Author Response File: Author Response.pdf

Round 2

Reviewer 1 Report

The points I have raised have not been substantially addressed.

Author Response

Point 1: The points I have raised have not been substantially addressed.

Response:

With the respect to the Reviewer, all comments are addressed in the present version of the manuscript.

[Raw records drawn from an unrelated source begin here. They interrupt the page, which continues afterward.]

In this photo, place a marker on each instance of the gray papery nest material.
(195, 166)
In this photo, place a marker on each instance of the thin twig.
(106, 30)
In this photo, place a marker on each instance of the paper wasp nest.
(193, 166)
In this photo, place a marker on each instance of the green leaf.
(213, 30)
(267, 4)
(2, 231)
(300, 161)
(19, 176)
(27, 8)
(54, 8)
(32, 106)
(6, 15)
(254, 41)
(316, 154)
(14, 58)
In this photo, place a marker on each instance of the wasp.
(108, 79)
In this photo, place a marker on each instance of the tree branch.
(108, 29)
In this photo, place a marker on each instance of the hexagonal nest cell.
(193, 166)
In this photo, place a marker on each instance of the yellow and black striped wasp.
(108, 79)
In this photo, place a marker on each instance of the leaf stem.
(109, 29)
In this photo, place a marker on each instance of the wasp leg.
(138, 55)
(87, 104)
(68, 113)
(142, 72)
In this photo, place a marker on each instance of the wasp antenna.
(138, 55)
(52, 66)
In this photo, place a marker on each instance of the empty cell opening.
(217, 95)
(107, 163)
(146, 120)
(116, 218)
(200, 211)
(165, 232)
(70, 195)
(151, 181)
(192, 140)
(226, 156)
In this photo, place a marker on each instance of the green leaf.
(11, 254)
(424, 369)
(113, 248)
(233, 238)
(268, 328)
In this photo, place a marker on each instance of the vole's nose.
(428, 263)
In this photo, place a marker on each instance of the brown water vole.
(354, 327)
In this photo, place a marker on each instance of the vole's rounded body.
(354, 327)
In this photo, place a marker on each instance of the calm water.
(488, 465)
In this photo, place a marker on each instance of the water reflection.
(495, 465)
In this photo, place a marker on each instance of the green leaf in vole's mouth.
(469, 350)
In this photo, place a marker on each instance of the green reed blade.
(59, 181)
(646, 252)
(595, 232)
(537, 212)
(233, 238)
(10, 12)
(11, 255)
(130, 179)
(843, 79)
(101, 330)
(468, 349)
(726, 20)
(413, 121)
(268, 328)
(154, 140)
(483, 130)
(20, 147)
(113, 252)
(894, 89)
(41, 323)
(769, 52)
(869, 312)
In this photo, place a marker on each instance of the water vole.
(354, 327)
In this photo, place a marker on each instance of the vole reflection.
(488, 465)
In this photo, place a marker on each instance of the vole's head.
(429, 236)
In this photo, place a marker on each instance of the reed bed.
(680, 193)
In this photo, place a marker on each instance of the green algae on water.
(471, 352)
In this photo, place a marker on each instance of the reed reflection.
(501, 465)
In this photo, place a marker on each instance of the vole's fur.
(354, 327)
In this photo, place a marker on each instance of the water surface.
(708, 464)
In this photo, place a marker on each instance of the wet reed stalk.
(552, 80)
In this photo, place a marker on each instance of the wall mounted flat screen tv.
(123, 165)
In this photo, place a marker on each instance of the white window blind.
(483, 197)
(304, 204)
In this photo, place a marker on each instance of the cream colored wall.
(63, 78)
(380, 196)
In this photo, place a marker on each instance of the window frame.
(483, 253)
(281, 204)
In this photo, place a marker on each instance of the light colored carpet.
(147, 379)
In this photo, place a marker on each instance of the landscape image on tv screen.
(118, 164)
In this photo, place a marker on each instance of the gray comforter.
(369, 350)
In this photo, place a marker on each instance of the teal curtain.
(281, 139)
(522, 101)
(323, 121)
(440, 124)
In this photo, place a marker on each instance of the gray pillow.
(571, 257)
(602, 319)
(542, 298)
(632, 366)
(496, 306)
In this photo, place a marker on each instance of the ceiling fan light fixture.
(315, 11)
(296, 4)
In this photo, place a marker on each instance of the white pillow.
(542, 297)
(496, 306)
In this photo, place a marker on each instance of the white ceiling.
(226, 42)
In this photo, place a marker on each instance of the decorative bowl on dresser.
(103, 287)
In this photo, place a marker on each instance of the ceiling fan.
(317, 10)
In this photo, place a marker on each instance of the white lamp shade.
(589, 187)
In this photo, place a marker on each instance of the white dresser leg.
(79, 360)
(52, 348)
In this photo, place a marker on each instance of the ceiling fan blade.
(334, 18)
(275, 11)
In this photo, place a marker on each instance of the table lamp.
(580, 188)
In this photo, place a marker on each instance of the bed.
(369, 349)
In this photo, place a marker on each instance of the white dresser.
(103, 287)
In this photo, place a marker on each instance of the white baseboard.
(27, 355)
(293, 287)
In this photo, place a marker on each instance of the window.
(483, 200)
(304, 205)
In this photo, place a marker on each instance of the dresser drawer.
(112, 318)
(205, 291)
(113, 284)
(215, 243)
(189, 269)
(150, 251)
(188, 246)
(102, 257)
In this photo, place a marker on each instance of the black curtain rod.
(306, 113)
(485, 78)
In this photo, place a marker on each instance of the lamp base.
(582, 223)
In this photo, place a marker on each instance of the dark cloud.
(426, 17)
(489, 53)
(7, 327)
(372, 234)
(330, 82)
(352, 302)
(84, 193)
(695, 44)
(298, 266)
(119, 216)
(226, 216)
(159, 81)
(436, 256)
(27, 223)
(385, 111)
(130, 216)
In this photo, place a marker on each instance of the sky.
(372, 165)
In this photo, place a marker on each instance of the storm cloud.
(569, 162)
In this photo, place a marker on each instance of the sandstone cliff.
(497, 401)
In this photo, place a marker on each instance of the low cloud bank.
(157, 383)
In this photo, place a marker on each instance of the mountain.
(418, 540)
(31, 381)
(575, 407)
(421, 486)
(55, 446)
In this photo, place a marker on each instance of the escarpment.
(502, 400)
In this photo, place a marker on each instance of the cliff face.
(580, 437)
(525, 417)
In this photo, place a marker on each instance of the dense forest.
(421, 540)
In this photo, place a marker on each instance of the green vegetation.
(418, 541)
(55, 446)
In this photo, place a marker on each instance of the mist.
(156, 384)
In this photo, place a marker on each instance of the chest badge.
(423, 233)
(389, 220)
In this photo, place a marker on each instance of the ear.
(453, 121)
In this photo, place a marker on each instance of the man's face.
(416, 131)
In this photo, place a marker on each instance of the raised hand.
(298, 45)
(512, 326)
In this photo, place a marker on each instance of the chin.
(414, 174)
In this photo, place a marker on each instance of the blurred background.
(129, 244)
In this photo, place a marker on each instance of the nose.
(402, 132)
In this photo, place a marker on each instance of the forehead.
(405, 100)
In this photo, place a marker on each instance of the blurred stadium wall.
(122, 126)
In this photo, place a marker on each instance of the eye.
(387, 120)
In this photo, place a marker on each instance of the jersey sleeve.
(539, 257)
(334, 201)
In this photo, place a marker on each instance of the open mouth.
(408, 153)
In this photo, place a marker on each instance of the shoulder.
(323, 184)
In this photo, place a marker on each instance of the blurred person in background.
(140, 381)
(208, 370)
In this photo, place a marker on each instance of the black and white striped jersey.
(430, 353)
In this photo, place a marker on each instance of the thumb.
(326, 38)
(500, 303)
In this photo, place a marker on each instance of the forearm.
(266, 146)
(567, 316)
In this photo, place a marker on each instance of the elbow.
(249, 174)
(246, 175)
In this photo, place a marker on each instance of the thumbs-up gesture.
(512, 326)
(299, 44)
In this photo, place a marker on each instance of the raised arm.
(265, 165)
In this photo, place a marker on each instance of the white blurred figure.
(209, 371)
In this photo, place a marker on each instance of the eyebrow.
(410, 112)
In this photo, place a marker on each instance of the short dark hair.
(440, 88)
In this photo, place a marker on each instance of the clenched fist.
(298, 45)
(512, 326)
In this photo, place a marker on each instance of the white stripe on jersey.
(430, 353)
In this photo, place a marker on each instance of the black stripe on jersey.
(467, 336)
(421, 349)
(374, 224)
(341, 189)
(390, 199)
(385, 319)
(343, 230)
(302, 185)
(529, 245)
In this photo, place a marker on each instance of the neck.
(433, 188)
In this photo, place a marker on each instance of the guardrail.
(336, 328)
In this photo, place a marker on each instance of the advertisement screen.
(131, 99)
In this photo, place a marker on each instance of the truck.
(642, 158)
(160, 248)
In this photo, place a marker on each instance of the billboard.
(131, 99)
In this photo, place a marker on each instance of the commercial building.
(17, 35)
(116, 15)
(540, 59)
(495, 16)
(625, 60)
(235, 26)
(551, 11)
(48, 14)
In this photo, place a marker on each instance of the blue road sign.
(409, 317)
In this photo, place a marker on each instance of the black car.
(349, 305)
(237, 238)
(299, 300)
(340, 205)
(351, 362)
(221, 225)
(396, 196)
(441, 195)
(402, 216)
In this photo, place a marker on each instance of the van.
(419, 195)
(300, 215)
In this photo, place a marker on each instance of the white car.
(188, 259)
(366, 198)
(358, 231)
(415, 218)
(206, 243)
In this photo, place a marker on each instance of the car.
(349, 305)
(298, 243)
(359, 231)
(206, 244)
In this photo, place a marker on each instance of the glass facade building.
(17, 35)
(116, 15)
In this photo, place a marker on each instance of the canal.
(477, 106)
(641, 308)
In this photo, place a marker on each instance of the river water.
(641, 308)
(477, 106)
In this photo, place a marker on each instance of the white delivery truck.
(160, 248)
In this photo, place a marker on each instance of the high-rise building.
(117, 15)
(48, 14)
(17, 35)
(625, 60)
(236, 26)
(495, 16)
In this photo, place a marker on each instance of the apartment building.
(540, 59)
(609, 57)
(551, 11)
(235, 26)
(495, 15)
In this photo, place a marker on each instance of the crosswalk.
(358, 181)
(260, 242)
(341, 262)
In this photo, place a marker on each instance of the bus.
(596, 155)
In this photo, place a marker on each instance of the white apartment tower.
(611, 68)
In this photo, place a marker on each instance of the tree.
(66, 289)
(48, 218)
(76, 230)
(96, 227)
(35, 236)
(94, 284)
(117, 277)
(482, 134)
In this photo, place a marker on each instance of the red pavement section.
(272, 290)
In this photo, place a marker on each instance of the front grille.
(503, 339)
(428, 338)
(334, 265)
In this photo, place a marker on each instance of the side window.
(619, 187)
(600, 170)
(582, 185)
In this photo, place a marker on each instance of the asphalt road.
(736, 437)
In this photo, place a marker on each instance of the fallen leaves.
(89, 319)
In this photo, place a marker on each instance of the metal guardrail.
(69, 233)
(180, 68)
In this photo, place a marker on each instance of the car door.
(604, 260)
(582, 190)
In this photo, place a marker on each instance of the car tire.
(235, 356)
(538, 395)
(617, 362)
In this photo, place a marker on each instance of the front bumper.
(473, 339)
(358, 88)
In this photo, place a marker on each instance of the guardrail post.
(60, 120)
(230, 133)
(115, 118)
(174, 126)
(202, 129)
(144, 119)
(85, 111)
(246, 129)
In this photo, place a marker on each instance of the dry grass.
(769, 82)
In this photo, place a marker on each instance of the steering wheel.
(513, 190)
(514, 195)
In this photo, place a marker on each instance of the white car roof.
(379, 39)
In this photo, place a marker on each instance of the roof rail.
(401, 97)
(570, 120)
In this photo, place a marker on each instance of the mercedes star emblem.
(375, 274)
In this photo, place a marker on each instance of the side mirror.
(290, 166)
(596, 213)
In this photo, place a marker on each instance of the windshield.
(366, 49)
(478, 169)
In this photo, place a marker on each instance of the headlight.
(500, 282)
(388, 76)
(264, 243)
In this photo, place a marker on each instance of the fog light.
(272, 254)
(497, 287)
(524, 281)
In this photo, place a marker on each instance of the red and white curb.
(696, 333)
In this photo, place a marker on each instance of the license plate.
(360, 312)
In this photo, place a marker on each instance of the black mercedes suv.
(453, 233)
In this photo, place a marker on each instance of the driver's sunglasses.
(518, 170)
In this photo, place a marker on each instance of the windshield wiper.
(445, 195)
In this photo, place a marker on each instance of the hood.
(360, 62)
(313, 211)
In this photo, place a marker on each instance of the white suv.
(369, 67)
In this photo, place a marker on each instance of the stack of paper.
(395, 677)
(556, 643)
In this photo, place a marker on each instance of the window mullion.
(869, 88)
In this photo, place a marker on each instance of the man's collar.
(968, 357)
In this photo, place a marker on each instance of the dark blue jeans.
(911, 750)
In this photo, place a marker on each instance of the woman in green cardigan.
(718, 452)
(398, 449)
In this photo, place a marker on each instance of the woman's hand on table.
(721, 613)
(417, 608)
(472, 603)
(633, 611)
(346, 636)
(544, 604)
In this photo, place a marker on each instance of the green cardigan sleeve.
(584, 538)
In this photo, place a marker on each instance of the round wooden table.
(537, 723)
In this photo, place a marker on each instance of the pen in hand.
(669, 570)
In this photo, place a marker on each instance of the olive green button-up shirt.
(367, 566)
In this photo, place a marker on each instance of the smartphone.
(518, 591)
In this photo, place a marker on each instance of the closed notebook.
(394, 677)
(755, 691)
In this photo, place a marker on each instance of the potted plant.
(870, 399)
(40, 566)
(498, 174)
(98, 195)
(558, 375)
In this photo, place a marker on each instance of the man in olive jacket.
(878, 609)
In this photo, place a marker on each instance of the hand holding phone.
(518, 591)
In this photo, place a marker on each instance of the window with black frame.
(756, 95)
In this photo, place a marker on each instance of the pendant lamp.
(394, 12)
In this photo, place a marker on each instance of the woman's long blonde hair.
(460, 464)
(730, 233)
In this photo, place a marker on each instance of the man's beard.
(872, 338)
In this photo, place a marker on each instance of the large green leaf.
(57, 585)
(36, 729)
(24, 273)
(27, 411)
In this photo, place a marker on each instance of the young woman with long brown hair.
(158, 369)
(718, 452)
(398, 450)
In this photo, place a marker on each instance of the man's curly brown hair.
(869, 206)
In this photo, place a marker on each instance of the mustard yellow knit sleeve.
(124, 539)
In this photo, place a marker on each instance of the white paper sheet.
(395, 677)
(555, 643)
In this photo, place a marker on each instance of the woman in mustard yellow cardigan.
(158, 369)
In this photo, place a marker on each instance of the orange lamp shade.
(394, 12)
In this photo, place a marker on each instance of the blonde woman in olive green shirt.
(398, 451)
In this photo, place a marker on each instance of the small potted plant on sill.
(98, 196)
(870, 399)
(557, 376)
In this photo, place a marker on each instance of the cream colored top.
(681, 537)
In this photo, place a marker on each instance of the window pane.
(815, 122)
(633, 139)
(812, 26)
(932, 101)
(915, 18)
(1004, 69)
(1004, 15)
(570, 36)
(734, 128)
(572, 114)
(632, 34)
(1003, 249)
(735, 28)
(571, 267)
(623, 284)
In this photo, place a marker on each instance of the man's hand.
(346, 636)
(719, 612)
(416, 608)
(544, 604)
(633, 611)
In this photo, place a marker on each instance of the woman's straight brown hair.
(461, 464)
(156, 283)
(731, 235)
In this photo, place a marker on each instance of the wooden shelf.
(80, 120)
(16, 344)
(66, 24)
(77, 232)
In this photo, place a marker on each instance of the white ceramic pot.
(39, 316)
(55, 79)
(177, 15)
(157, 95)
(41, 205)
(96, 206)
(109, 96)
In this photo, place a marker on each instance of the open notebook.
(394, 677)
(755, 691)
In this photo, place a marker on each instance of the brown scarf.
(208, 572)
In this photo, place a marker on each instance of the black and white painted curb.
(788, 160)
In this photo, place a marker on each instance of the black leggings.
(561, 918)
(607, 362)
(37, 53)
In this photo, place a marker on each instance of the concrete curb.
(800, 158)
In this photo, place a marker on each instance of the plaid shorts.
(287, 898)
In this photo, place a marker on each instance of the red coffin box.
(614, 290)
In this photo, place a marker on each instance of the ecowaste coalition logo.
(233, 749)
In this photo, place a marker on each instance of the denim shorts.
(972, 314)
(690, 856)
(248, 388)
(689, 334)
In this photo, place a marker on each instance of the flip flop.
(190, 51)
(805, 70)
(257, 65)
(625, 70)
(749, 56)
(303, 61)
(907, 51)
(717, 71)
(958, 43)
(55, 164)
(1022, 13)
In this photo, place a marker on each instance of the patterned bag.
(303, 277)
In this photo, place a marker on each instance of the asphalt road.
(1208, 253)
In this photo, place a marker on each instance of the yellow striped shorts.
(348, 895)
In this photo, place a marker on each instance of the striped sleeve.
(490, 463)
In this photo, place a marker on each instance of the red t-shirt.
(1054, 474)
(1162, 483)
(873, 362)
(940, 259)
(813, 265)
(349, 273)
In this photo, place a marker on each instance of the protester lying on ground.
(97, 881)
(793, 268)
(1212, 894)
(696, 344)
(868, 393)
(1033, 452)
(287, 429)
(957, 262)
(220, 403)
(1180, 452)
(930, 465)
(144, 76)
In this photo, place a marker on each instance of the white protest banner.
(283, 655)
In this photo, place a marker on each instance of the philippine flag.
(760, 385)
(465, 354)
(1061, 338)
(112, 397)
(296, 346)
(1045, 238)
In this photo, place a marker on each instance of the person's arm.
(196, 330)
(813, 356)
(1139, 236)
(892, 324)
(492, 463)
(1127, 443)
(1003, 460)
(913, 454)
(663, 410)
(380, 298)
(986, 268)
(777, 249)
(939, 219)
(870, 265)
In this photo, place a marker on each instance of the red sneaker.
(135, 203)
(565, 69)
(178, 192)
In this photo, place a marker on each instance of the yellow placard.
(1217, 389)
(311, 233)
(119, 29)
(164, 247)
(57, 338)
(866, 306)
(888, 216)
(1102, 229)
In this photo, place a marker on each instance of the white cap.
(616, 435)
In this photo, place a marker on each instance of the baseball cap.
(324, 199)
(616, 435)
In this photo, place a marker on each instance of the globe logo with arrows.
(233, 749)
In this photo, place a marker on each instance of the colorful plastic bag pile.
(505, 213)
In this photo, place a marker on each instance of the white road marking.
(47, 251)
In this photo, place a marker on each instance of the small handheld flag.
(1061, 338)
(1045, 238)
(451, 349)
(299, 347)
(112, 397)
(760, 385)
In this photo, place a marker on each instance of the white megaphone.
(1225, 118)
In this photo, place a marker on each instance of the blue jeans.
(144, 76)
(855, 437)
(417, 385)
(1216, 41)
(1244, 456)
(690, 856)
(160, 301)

1. The reproducibility and the stability of used AgNSS that ensure their correct application in the proposed biosensing approach were demonstrated previously by our group on different biological preparations: isolated hemoglobin, erythrocytes, and mitochondria [Semenova et al., J Mat Chem., 2012; Brazhe et al., Sci Rep., 2015]. In the current manuscript, we included SERS spectra of suspension of erythrocyte ghosts recorded from different randomly chosen places of AgNSS (Figure S1, Supplementary Information). The spectra are highly reproducible in their structure and in the relative input of peaks into the overall spectrum demonstrating the stability and the reproducibility of the Raman scattering enhancement of studied biomolecules.

 

2. The description of the results about the properties of the plasma membrane of erythrocyte ghosts and the corresponding discussion section was modified. In the revised manuscript we attributed the observed changes in the plasma membrane properties to the decrease in the local membrane fluidity. All corresponding references are included in the manuscript. We did not suggest that our SERS-based approach could be used for the quantitative measurements of the cholesterol content in the erythrocyte plasma membrane. Here we discussed that SERS could "sense" changes in properties of the plasma membrane of erythrocytes indicating several possible reasons. We apologize that after the first revision we did not submit the revised manuscript in the track changes mode that could complicate the finding of the modified and re-wrote manuscript parts.

Author Response File: Author Response.pdf

Reviewer 2 Report

The authors described and revised the most of points. 

Author Response

We are very grateful for the appreciation of our work and all the comments that have improved the manuscript.